その声の持ち主が今僕に話しかけていると気付くのは、放課後を告げるチャイムがなった後。体育科の前だった。僕が体育科の先生に呼び出しをくらった高校1年の5月、僕は華先輩に声をかけられた。そのときは新入生のクラブ紹介の時の司会をやっていた人だ、なんて僕は理解していなかったけれど。

「え、はい」

とりあえず、僕は反射的に振り向く。

「卓が重いの。手伝って」

そこには小さい少女が、大きい機械をおもそうに運ぶ途中だった。よほど重いのか、ひざまずく感じになって、片膝にその機械の体重を預けている。「きゅーけいちゅー」と彼女は笑った。僕はかけよる。

「あの、」

手伝いましょうか?その瞬間だった。全部言い切る前にガン、と僕の膝に重しのような黒い石が、ではなくその人のいうところの卓がおかれていた。痛い、あとほんとに重い。

「もってきて」

彼女はそういうと、くるりと背を向けて颯爽と歩いた。ついていくしかなくなった僕は、そろそろと、彼女の後ろをついていく。そして階段を3回も登らされた。

ついた場所は「放送部室」。部室のドアには、何かの紙の裏を使って、黒いボールペンで「新入部員募集中」と書かれている。まったく新入生を呼ぶ気がなさそうだった。

「みさとー。」僕の前にいた彼女が大声で叫ぶ。ガラガラと音が聞こえ、中から自動的にドアは空いた。

「はぁい。おかえり。」

肩までかかった甘栗色の髪の毛をふわふわと遊ばせて、それでいて声もどこか地に足がついていないような人が出てきた。満面の笑みで迎えてくれた彼女は僕を見て目を丸くさせ 「お客様?」とつぶやく。

「違います、僕はこの機械を」

「違う、入部希望者の新入生だ」

否定意見を否定された。

「そうなのそうなの?」ゆるふわさん(仮)は僕にぐぐいと近づく。

「いや、あの」もごもごする僕に、

「入部するなら希望届けがここにある。これでかけ」

部屋の奥から厳しい目つきの背の高いお姉さんが出てきた。ゆるふわさんとは真逆の長いストレートヘアに、なんだか容赦はしないという雰囲気。

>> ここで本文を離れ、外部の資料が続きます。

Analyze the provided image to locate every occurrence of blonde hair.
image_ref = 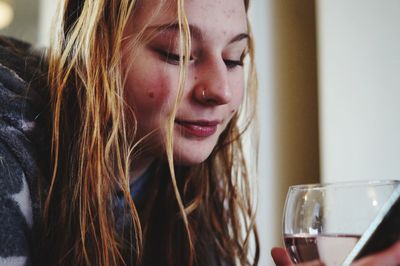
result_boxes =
[44,0,259,265]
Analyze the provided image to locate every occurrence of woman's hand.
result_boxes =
[271,242,400,266]
[271,247,324,266]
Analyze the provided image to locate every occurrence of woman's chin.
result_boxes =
[169,133,219,166]
[173,146,214,166]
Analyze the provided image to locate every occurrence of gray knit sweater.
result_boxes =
[0,37,49,266]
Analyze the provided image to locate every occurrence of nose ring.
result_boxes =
[202,88,207,100]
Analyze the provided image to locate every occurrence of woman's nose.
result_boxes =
[193,60,232,106]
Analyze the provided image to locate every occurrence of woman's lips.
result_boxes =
[175,120,219,138]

そして僕は気付く。獲物を見て舌なめずりするような後ろからの目線。前からの詰問するような目線と楽しそうな目線。


これは罠だ!にげろみんな!


そんな冒険RPG主人公の声は誰にも届かず僕はそこで入部希望届けをかく羽目になる。そしてそれが、放送部3年、ゆるふわさんこと部長椎名実里、副部長新見優愛、部員高城華との出会いだった。

「そう聞くと。先輩ハーレムですよね」

冷めた目で斎藤さんが僕に言う。

「いやそんなことはない」

断じて。雑用を押し付けられたこと僕は覚えているぞ。

「そうですか、女3人に男1人って、ギャルゲーの主人公じゃないですか」

「多数決じゃまけるよ。あと攻略が3人とも難しすぎる」

というか、そのうち1人は彼氏持ちだ。

「そうなんですか?ゆるふわさんなんて簡単に落ちそうじゃないですか?」

「ゆるふわさんは、なんか純粋の権化だったんだよ」

あの人が一番よくわからなかった。かわいらしい人だったけれども。いやかわいいんだけど、たまに出てくる天然なのか計算なのかよくわからない感じが僕をぞっとさせた。

「そういう天然でかわいらしい人がモテるんですよね」

「そういえば、斎藤さん、実里さんと真逆みたいな恰好してるもんね」

ゆるふわさなんてこの後輩にはない。

「でも、同性にはモテます。先輩より」

驚きの事実である。たしかに、斎藤さんの一種カラスみたいな服装は、こう漫画とかアニメに出てくるキャラクターのようで現実離れしている。

「現実離れしてるところは実里さんと似てるかも」

そういうと、ひどく嫌な顔をされた。